Chief among those challenges is the issue of money. According to Weldon, the House and Senate are now trying to reach agreement on restoring US$168 million in IT funding that was cut from the Defense Authorization Bill.

“This is not the time to do (homeland security) on the cheap,” said retired U.S. Army Gen. Wesley Clark. “I know there are turf wars. There are a number of reasons for walls between agencies. The way to stop the turf competition is with (financial) resources.”

But the problem goes deeper than authorizing spending for IT, said Weldon. Currently, 88 committees and subcommittees touch “a hodgepodge of congressional jurisdictions” that control some portion of homeland security funding, said Weldon.

Kim Kotlar, legislative director for Rep. Mac Thornberry (R-Texas), who helped draft the legislation that created the DHS, said a priority for Congress this year will be to help the new agency set IT spending priorities for the $30 billion homeland security budget recently passed by the House of Representatives, “rather than spread money around indiscriminately.”

Tim Sample, former staff director at the House Permanent Select Committee on Intelligence, said federal largesse and cultural stagnation must also be tackled before progress can be made on information-sharing.

“I spent eight years working with members of the committee, trying to get a system of collaborative analysis deployed throughout the intelligence community,” Sample said. “We considered success (to be) getting a system (deployed) within an agency. Technology is not the issue. Bureaucracy is the issue.”

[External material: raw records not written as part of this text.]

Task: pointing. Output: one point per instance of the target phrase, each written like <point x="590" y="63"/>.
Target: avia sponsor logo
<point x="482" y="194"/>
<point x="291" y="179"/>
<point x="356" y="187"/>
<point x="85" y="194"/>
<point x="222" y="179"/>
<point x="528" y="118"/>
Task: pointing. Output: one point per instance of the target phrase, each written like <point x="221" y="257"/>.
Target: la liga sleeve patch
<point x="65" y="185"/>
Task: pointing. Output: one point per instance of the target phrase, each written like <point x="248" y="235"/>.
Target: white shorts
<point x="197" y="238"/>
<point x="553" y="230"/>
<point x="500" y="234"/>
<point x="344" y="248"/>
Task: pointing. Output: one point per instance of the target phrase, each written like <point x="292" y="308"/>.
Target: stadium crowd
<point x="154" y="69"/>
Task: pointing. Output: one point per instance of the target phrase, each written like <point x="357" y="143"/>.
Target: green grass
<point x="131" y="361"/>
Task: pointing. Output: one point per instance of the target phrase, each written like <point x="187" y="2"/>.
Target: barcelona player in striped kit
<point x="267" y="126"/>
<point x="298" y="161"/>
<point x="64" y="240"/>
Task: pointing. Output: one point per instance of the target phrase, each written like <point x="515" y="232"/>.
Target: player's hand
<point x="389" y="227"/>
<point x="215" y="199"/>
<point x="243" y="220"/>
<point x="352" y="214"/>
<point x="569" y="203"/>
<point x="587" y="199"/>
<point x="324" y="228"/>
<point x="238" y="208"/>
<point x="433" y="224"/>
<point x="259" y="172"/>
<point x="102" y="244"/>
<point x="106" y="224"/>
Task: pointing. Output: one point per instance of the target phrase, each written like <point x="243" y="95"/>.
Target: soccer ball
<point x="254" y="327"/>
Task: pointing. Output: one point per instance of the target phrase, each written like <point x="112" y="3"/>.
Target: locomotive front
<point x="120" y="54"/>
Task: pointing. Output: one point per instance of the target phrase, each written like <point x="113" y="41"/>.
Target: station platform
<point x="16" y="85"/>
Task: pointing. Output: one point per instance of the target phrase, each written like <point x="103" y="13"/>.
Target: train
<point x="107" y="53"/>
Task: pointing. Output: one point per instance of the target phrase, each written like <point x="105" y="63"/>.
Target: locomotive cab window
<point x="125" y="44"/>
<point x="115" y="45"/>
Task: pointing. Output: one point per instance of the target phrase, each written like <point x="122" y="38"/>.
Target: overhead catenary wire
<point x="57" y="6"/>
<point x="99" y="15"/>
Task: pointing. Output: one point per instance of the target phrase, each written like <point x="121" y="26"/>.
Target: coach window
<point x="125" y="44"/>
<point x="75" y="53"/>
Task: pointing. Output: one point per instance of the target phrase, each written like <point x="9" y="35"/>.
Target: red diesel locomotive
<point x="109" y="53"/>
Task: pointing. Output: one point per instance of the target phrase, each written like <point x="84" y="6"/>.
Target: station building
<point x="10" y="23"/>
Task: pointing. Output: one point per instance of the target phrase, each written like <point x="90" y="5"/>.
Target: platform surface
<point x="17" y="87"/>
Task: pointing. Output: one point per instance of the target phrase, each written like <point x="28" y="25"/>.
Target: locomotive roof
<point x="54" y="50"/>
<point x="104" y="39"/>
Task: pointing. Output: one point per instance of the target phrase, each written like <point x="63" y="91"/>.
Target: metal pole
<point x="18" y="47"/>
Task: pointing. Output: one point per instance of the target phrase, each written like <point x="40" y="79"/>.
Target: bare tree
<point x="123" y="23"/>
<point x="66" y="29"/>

But Ruth David, former director of science and technology at the CIA and now CEO of Arlington, Va.-based Analytical Services Inc., said that she is starting to see “signs of complacency” throughout both the government and the private sector and that the homeland security effort must move beyond information-sharing.

“We’re treating information-sharing like the Holy Grail,” said David. “This is about relationships, not about building an IT network and pushing out bits of data.”